Apparently, as many speculated over the last two years, Trump decided to run for office with no hope of winning but wanted to raise his profile, build his brand and the campaign would serve as his infomercial.
Salesmanship, especially the dishonest kind, is quintessentially American. We’ve been ripping people off since day one. At our founding, we sold stolen land and stolen people to build up private wealth and it’s been sell, sell, sell ever since. We created modern marketing and public relations in the 20th century to figure out how to get people to buy stuff they don’t want. P.T. Barnum, another master salesman, said that nobody ever lost a dollar underestimating the taste of the American people.
As a people, we’ve always tolerated dishonesty in pursuit of sales, whether it is snake oil or light beer. We watch fake people get inhumanly excited about products in commercials, We’ve been tricked into thinking diamonds were rare, cigarettes were good for us, cars and guns make us free and that you’ll be a healthy, attractive person while wolfing down Big Macs and chugging Coca Cola.

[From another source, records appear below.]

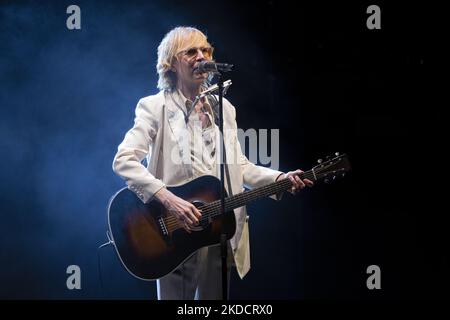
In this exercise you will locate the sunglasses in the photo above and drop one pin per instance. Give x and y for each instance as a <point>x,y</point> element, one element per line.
<point>192,52</point>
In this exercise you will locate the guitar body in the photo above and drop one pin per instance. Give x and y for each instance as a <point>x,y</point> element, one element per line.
<point>148,240</point>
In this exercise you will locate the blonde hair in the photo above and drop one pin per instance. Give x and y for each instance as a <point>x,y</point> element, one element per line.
<point>175,41</point>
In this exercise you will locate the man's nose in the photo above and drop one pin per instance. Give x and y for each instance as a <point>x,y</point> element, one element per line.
<point>200,56</point>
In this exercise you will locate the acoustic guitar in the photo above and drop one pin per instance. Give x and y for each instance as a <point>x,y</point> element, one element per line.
<point>151,243</point>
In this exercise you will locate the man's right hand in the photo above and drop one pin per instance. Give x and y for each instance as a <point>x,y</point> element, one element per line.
<point>185,212</point>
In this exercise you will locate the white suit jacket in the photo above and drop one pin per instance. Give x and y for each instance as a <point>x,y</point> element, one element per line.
<point>159,133</point>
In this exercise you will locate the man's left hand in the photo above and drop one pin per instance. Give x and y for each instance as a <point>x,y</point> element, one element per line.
<point>297,183</point>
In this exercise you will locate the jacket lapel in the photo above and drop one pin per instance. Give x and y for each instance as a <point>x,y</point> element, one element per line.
<point>177,124</point>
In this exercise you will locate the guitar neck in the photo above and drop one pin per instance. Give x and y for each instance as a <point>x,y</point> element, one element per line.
<point>282,185</point>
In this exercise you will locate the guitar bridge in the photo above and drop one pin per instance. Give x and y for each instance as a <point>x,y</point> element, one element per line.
<point>163,227</point>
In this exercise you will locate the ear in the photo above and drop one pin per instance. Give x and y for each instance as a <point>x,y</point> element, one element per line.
<point>172,68</point>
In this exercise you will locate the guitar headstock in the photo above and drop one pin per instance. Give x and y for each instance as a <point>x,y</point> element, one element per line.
<point>332,168</point>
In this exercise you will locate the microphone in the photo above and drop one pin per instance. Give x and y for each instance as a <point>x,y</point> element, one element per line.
<point>211,66</point>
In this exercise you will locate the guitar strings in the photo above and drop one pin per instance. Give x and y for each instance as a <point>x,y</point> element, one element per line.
<point>210,210</point>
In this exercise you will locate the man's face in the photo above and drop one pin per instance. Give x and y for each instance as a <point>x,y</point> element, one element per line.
<point>186,65</point>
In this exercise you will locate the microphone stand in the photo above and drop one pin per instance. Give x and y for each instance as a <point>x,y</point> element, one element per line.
<point>223,235</point>
<point>217,69</point>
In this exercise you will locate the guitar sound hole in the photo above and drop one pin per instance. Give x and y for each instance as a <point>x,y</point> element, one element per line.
<point>203,222</point>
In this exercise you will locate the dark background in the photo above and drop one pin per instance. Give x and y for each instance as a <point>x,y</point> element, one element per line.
<point>313,71</point>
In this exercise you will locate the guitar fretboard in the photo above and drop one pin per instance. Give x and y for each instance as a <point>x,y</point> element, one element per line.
<point>213,209</point>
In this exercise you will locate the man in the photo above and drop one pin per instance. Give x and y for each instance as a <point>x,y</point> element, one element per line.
<point>180,141</point>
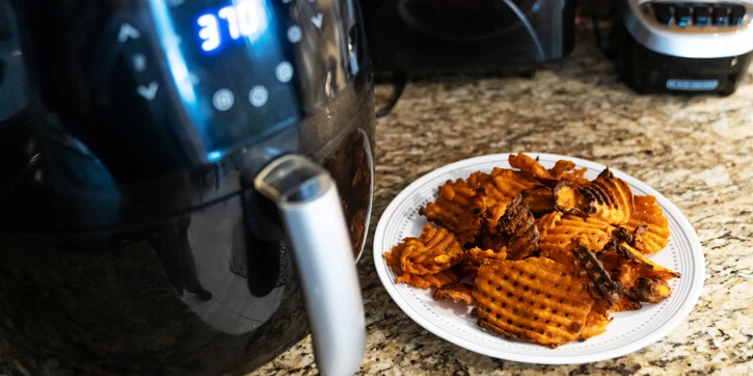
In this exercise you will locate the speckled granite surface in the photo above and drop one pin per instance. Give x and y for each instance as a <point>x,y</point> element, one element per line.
<point>697,151</point>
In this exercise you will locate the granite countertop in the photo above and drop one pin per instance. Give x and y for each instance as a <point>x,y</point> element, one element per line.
<point>696,151</point>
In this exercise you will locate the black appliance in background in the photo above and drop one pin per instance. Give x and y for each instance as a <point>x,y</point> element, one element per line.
<point>669,46</point>
<point>185,186</point>
<point>439,37</point>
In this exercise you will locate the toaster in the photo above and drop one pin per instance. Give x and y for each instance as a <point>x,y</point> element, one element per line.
<point>685,47</point>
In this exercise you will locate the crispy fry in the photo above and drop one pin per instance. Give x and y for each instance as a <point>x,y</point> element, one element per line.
<point>549,280</point>
<point>650,290</point>
<point>608,289</point>
<point>560,239</point>
<point>539,199</point>
<point>452,210</point>
<point>506,184</point>
<point>528,165</point>
<point>475,257</point>
<point>610,199</point>
<point>644,265</point>
<point>518,227</point>
<point>440,279</point>
<point>648,225</point>
<point>626,304</point>
<point>534,300</point>
<point>435,250</point>
<point>596,323</point>
<point>457,292</point>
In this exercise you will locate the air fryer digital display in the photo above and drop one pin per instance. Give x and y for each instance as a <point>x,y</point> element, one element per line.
<point>245,19</point>
<point>231,66</point>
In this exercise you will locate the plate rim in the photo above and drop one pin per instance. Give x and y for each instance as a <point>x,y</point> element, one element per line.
<point>697,258</point>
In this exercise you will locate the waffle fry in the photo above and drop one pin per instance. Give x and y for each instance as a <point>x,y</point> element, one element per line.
<point>551,254</point>
<point>456,292</point>
<point>596,321</point>
<point>506,184</point>
<point>539,199</point>
<point>534,300</point>
<point>648,225</point>
<point>610,199</point>
<point>570,231</point>
<point>475,257</point>
<point>453,210</point>
<point>434,251</point>
<point>440,279</point>
<point>645,267</point>
<point>608,289</point>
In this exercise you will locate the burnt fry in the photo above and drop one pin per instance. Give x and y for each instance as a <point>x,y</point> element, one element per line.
<point>600,278</point>
<point>457,292</point>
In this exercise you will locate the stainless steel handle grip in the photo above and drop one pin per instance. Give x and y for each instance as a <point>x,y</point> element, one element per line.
<point>310,208</point>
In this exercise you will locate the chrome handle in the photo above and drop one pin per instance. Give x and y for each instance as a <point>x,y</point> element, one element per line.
<point>307,198</point>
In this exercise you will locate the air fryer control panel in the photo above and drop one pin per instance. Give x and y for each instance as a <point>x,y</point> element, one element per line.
<point>229,67</point>
<point>696,17</point>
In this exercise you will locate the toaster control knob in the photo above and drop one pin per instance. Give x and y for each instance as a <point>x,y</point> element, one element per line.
<point>663,13</point>
<point>682,15</point>
<point>721,17</point>
<point>701,16</point>
<point>736,15</point>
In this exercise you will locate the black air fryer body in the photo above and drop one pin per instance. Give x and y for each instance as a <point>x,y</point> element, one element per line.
<point>133,238</point>
<point>428,37</point>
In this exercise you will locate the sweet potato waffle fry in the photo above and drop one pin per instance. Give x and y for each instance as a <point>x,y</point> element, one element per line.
<point>544,255</point>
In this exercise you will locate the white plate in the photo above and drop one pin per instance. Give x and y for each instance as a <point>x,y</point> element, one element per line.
<point>628,332</point>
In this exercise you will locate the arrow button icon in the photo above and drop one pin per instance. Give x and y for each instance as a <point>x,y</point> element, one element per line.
<point>127,31</point>
<point>317,20</point>
<point>148,92</point>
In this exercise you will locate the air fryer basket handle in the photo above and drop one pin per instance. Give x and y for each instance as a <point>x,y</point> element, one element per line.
<point>310,208</point>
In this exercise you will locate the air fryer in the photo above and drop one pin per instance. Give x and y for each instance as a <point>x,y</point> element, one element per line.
<point>185,186</point>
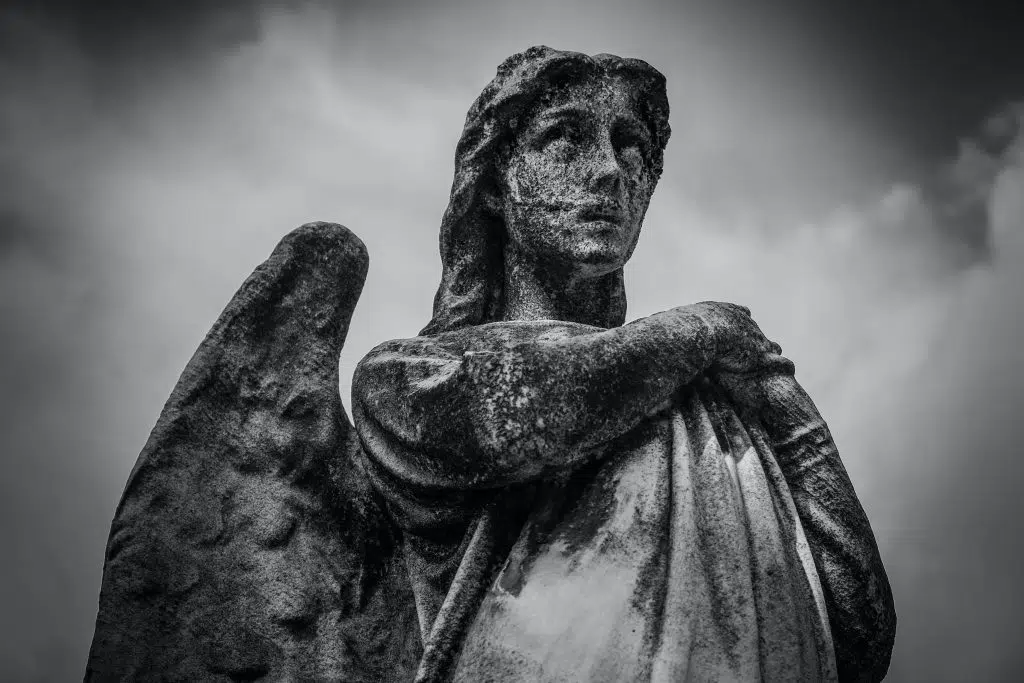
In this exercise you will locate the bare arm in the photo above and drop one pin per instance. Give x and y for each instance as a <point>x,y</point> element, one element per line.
<point>507,402</point>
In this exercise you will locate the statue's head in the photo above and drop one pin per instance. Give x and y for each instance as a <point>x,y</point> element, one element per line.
<point>557,163</point>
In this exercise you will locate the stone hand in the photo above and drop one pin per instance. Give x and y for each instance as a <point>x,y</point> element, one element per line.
<point>740,347</point>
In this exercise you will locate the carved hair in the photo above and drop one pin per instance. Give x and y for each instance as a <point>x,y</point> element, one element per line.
<point>472,235</point>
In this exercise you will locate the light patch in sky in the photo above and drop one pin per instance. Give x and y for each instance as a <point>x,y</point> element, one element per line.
<point>145,202</point>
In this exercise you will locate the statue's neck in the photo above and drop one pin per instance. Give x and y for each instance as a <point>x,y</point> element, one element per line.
<point>536,292</point>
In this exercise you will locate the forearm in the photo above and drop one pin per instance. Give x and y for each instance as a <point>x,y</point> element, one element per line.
<point>856,589</point>
<point>508,402</point>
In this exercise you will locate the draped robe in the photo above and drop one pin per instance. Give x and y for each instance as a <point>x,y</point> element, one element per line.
<point>702,543</point>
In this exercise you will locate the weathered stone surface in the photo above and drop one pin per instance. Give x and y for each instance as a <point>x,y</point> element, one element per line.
<point>532,489</point>
<point>248,544</point>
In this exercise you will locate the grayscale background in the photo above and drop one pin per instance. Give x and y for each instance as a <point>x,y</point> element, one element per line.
<point>852,171</point>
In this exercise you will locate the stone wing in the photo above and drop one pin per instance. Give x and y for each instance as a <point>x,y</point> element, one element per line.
<point>248,544</point>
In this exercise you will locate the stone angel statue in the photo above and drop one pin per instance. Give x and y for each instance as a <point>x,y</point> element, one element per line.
<point>532,489</point>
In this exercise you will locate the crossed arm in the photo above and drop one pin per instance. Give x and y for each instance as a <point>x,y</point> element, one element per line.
<point>508,402</point>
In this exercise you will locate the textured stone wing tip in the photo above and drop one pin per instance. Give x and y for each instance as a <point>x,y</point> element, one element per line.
<point>320,233</point>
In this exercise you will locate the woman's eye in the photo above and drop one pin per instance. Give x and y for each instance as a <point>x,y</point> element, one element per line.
<point>562,133</point>
<point>632,140</point>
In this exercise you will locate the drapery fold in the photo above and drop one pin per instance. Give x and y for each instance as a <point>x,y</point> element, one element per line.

We think it’s normal that our politicians lie to us when they run for office. We’ve been sold upstanding, competent, family men who were anything but that to run the country for generations. We believed campaign marketing paid for by billionaires that the candidates really cared about the “little guy”. We’ve been suckers and nothing attracts a con like a sucker.
Trump took one look at the gold-plated, white power muscle car the Republican party had been building since Nixon and knew he could be the salesman that closed the deal. We’re conditioned by media to want the pitch, we want to be sold to. It’s why interest in Super Bowl commercials rivals the event itself. We are the undisputed masters of the universe when it comes to selling ourselves bullshit.
Our conman in chief went overboard on the self-promotion and marketing, enlisting the aid of social media companies, data-analytics firms, psychographic targeters and foreign spies to bamboozle the American public with a shock and awe mindfuck sales campaign that continues to this very day trying to convince us that a mobbed up, draft dodging, lying cheat who has destroyed everything he’s ever touched is somehow fit to continue sitting in the Oval Office.
We need to quit buying it.
But it didn’t start out that way…
I was an ad art director weaned by post war prosperity. Some of my colleagues had first hand experience with the Trump coercive business cult-ure. (Michael Cohen’s testimony reveals it’s decrepit emptiness). Your essay is mostly, 99% the sad truth of our material being. But the good that resides in people also exists submerged just beneath this farce to be found in our national creed. This time will pass, and through this trying crucible, has little fate but to be renewed for it.
We The People…
don’t need demigods to misrepresent our sense of responsible nationhood.